Есть на свете один, Иван Быкович, я того на одну долонь [15] посажу, другой придавлю, у него одна пена выйдет». Иван Быкович выскочил из-под моста: «Чем ты, проклятое Издолище, похваляешься?» — «Я похваляюсь своей силой, заходи сюды на мост». Иван Быкович зашел, Издолище спрашивает: «Далеко ли у тебя, Иван Быкович, дух несет по мосту?» — «У меня до полумосту». — «А у меня три версты. Ну-ко дунь», — говорит Издолище. «Нет, я не дуну, у меня одна голова, да и та больна, ты дунь, у тебя три головы». Проклятое хочет, дунуть, духи направляет, шею вытягивает. Иван Быкович выхватил саблю из кармана и Отмахнул все три головы у Издолища; эти головы и тулово с мосту свалил, прибрал, сам пошел в шатер спать. Иван Девич приходит с караула в шатер, Иван Быкович спрашивает: «Каково, брат, ходил?» — «Тихо, тихо, брат, волосом не вянёт, [16] ничего я не слыхал». Утро стало, поехали они в поле гулять, весь день проездили, ночевать опять приехали к шатру, к мосту.

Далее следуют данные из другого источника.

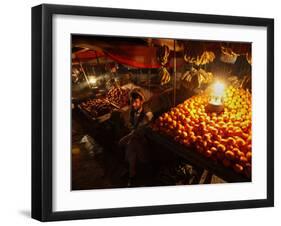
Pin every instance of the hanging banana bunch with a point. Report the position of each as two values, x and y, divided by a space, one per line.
163 56
228 56
164 75
205 58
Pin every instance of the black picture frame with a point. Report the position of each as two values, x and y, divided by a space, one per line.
42 111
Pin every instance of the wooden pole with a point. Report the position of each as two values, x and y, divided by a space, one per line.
175 73
84 73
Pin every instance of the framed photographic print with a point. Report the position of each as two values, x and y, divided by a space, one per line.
146 112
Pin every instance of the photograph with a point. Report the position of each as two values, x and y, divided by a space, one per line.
149 112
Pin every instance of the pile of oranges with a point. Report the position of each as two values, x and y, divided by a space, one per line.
224 137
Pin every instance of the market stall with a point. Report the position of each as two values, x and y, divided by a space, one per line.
198 91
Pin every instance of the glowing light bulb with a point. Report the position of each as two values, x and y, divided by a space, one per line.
217 93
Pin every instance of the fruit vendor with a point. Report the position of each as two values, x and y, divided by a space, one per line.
135 143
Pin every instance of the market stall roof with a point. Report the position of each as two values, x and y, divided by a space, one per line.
142 52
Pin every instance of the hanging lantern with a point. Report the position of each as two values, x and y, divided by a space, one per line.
216 97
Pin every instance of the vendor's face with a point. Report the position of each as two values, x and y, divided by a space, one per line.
136 104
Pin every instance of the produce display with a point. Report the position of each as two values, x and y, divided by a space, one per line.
118 96
224 137
97 107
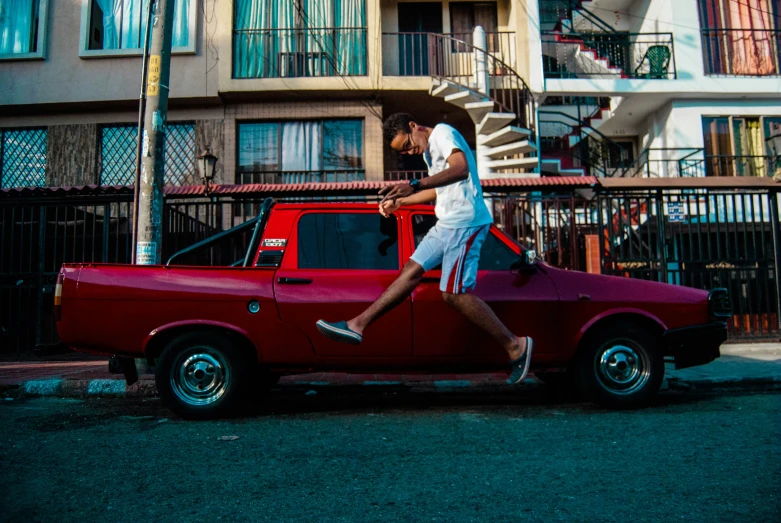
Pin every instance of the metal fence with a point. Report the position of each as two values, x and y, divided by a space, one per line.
23 157
699 238
117 161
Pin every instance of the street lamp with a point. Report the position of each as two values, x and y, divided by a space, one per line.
205 163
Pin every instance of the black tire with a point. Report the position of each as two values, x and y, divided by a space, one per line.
202 375
620 366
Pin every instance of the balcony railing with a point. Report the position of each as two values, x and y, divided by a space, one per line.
609 55
417 54
400 176
298 53
692 162
288 177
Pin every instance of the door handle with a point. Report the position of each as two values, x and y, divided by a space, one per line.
294 281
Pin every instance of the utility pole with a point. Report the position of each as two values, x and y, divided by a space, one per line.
150 201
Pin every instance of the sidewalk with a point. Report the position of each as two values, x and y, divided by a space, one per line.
741 366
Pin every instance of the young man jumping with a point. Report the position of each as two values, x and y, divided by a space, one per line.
455 241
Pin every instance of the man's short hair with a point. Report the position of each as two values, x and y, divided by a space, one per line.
395 124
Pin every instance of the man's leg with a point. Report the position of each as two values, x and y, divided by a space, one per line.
397 292
478 312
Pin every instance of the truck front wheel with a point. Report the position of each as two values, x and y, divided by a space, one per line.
201 375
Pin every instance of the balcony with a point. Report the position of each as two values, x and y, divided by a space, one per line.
648 56
288 177
422 54
749 52
692 162
299 53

Опять бросили жребий Иван-царевич и Иван Быкович, досталось караулить на ночь Ивану-царевичу. Иван-царевич пошел караулить, а два брата спать легли в шатре. Ивану Быковичу не спится. Пришел, а Иван-царевич спит, как сильный порог шумит. Иван Быкович сел караулить под мост. Едет по мосту проклятое Издолище о шести головах; у проклятого Издолища конь подпинается, на нос подтыкается. «Что же ты, конь, подпинаешься, на нос подтыкаешься? Кого я боюсь? Есть на свете Иван Быкович, я того на одну долонь посажу, другой придавлю, у него одна пена выйдет». Иван Быкович выскочил из-под моста. «Чем ты, проклятое Издолище, похваляешься?» — «Я похваляюсь своей силой, заходи сюды на мост». Иван Быкович зашел, Издолище спрашивает: «Далеко ли у тебя, Иван Быкович, дух несет по мосту?» — «У меня до полумоста». — «А у меня на шесть верст дух несет. Ну-ко ты дунь». — «Нет, ты дунь, у тебя шесть голов, а у меня одна, да и та больна». Проклятое Издолище хочет дунуть, духи направляет, шею вытягивает, Иван Быкович выхватил в ту пору саблю и шесть голов срубил у Издолища, свалил в ту же кучу и спать пошел в шатер. Утром спрашивает: «Каково же, брат, ты караулил?» Отвечает Иван-царевич: «Тихо, тихо, брат, волосом не вянёт — ничего я не слышал».